Last time we talked about the Thermic Effect of Feeding (TEF) and its role in burning fat. TEF can represent as much as 10% of the calories burned in a day. So how do you burn the other 90%?
Physical activity can represent 20-30% of your daily energy expenditure – this is comprised of your normal physical activity (for example, lifting the kids or groceries, washing the car, walking, etc.).
So that leaves 60-70% of your daily energy expenditure coming from – get this – DOING NOTHING! That’s right, sitting around watching TV, sleeping, etc. Your Resting Metabolic Rate (RMR) is where most of your calorie burn comes from! When you hear people blame a “slow metabolism” for being fat, they are partially right – their RMR is not what it should be to burn the amount of calories they consume!
So, last time we learned that eating more frequently increases your TEF, but how do you increase your RMR, which is REALLY going to get the fat burning?
It’s really simple – the more muscle you have, the higher your RMR will be. When you workout, you are breaking down muscle fibers. The process of rebuilding that muscle is intense – it requires rest and protein, and subsequently raises your metabolic rate. Once you have built the muscle, it will keep your RMR elevated as it takes a lot of the body’s effort to maintain it.
Also, the high intensity intervals, the cardio where you do all-out bursts for a short period of time followed by recovery, creates the
same demand on your metabolism as resistance training. If you choose to do cardio, this is the kind of cardio you should be doing.
So to wrap this up, science tells us these things are the most effective things you can do to lose fat:
1. Eating more often (shooting for 6 small meals per day)
2. Resistance training
3. Interval cardio
There are two more things to add to this list that I’ll cover next time.
If your stomach is growling here are five great options to fill you up and keep you on the fat-burning track:
Almonds – 1 ounce of almonds contains 6 grams of protein and 9 grams of monounsaturated (healthy) fat
Oatmeal – 1 cup of oatmeal has 4 grams of fiber, which will fill you up and keep your regular
Salmon – Full of omega-3 fats, a 4 ounce serving has 25 grams of protein
Quinoa – Quinoa is higher in protein than other grains like barley or couscous, and is extremely versatile
Black beans – 1 cup has a whopping 15 grams of protein and 15 grams of fiber!
Adding these foods to your 6-meals-per-day eating plan will ensure that you are always feeling satisfied and have the protein and healthy fats that will help to burn that stubborn body fat!
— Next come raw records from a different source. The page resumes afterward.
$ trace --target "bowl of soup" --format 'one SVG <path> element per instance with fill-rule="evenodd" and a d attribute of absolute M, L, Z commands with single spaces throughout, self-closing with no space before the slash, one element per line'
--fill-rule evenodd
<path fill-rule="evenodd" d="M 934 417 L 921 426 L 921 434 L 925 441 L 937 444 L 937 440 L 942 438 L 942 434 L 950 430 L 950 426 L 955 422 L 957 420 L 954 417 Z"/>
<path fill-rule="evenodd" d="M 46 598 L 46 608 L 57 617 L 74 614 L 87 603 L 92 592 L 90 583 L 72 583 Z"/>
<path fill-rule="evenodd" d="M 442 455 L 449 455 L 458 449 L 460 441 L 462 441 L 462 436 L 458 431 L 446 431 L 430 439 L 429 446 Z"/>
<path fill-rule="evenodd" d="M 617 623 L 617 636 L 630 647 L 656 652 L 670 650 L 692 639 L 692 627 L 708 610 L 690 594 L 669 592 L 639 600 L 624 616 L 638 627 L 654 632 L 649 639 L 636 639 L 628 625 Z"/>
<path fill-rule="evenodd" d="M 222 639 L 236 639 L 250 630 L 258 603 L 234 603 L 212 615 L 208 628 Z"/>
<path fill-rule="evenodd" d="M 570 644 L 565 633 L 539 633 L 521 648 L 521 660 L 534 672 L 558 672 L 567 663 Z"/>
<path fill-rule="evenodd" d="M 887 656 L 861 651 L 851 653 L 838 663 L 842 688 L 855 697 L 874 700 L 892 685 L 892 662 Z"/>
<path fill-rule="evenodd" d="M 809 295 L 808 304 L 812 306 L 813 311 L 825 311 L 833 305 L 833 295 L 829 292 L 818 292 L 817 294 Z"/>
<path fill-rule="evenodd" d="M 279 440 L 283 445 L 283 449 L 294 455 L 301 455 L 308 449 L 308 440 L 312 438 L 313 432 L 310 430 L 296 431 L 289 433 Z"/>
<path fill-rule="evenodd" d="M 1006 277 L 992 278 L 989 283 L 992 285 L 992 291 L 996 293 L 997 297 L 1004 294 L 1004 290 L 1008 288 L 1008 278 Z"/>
Besides burning calories, exercise helps your brain stick to a diet. Researchers at the University of Pittsburgh studies overweight adults for two years, and found that the participants who didn’t follow a 3-hour-per-week exercise plan ate more than the 1,500 calories per day the study allotted. The reverse was also true – sneaking in extra snacks sabotaged their workouts. You need diet AND exercise to maintain long-term weight loss. Both actions serve as reminders to stay the course, reinforcing your fat loss goals and drive.
Here is one of my favorite lunch time feasts – it has fat-burning protein, monounsaturated fat and lots of fiber! And even a non-cook like me can whip this up in no time:
Cook 2 cloves of minced garlic in olive oil until fragrant. Add 1 pound of peeled shrimp (I like to take the tails off as well), sprinkle with salt and pepper and cook until the shrimp is no longer pink, about 3 minutes. Mash an avocado with 2 Tablespoons of minced onion (the dried kind is good), 1 teaspoon of garlic, 1 teaspoon of diced chili, a squeeze of lemon juice, salt and pepper. Serve the shrimp and guacamole with heated high-protein, high-fiber tortillas.
Olive oil has been king-of-the-oils for a while, but coconut oil may be a better choice for fat burning. Coconut oil is made up of more than 50 percent of medium-chain triacylglycerol (MCT), a fatty acid that increases fat oxidation, thus enhancing weight loss, according to a study in the American Journal of Clinical Nutrition. Researchers had test subjects use 4 to 5 teaspoons of MCT oil or olive oil each day for 16 weeks. The MCT group lost four more pounds than the olive oil group.